Rossi, Atina’yı “İnsanlığın en arı deneyimi, bir daha asla tekrarlanamayacak koşulların cisimleşmesi olarak” görür. Yunan şehrini kılavuz kabul eder ve Aristoteles’in yolundan ilerlediğini bildirir. Temel bir ayrım olarak, çok tanrılı dinlerden, tek tanrılı dine geçen insanoğlunun, terk ve kabul ettiği biçimleri analiz eder. Mimarlığın, temel toplumsal kurumları belki bir milyon yaşında olan insanın fizyolojik olduğu kadar psikolojik gereksinimleri de karşıladığını aktarır.

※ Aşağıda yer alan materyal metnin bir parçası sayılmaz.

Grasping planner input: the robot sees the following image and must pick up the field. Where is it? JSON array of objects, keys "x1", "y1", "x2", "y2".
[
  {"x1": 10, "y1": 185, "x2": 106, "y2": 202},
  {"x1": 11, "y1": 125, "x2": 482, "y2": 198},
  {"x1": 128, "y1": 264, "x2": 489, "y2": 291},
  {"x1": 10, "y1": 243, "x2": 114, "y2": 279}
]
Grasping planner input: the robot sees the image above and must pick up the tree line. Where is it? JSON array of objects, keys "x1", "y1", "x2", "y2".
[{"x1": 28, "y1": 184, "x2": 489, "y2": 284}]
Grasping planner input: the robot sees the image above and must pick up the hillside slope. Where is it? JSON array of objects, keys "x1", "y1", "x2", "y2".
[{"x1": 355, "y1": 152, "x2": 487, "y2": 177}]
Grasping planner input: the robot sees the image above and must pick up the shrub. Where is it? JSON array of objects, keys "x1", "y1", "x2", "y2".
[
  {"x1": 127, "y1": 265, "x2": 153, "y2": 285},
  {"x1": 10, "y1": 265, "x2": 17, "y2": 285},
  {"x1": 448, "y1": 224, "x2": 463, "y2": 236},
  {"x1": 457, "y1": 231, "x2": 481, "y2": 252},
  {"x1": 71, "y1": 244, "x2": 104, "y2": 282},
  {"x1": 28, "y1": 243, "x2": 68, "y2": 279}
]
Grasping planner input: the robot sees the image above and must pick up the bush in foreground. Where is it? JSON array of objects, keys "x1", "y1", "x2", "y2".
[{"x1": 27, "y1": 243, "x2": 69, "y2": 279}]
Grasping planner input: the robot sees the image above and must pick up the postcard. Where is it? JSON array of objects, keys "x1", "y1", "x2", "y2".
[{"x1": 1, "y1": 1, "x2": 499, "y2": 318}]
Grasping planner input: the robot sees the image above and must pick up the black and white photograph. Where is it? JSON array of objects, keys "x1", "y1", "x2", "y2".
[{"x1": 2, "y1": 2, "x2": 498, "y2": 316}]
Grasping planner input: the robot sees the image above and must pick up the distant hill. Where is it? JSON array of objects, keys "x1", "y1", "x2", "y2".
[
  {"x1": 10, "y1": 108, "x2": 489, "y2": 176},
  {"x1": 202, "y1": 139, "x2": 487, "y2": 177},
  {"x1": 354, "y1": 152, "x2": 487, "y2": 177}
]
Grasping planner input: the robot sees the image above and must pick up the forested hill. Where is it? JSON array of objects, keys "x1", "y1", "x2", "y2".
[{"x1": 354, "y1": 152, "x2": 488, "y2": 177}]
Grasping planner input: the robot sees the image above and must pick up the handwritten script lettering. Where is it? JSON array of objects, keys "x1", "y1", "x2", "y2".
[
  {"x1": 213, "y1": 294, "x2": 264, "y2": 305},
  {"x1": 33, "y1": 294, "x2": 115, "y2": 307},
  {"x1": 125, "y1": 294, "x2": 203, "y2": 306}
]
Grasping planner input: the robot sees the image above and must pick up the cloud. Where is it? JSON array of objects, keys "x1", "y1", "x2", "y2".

Görünüşü ne kadar sıradan olursa olsun bir kente bakmak, hepimize özel bir zevk verebilir. Tıpkı bir bina gibi, bir kentte boşlukta yer tutan bir yapıdır, tek farkı ölçülerinin çok daha büyük olması ve yalnızca uzun zaman içinde tam olarak algılanabilmesidir. Bu nedenle kent tasarımı, zaman bağlı bir sanattır. Rossi’nin tanımıyla Locus, belirli bir yer ile onun içindeki binalar arasındaki ilişkidir. Aynı zamanda hem tekil hem de evrenseldir. Kolektif hafızayı oluşturan, kolektif özneyi belirleyen kentte hiçbir şey kendi başına algılanmaz, çevresiyle, kendisini doğuran olaylar zinciriyle, geçmiş yaşantıların anısıyla ilintili olarak algılanır. Zaman ve yerin kesin sınırlarının kalktığı, şimdi ile geçmişi kapsadığı bir ara-alan (locus)la karşılaşırız.

Her insanın zamanı sınırlıdır; bu yüzden gelecek bugün olmalıdır. Kolektif hafızanın izini kentin yapılarına bakan bir göz kendi hafızasına aktaracak ve başka bir ‘şimdi’de yaşamaya başlayacaktır.

Yelkenli adalar etrafında süzülüyor, büyük bir adaya varmayı hedefliyor. Köklerime doğru ilerleyerek Venedik kanalında yürütülen ve sahneye dönüşen kent yerine adaları konumlandırıyorum. Nektarlar, türlü çiçekler, capcanlı yeşillikler… Apollon ve Artemis’in doğuşunu, Dionysos’un soluğunu taşıyor. Mitik früstürasyonlar daha da belirgin. Trajik ögeler, yazgı; belleğimin labirentinde sonsuzluğun soluğuyla ilerliyorum.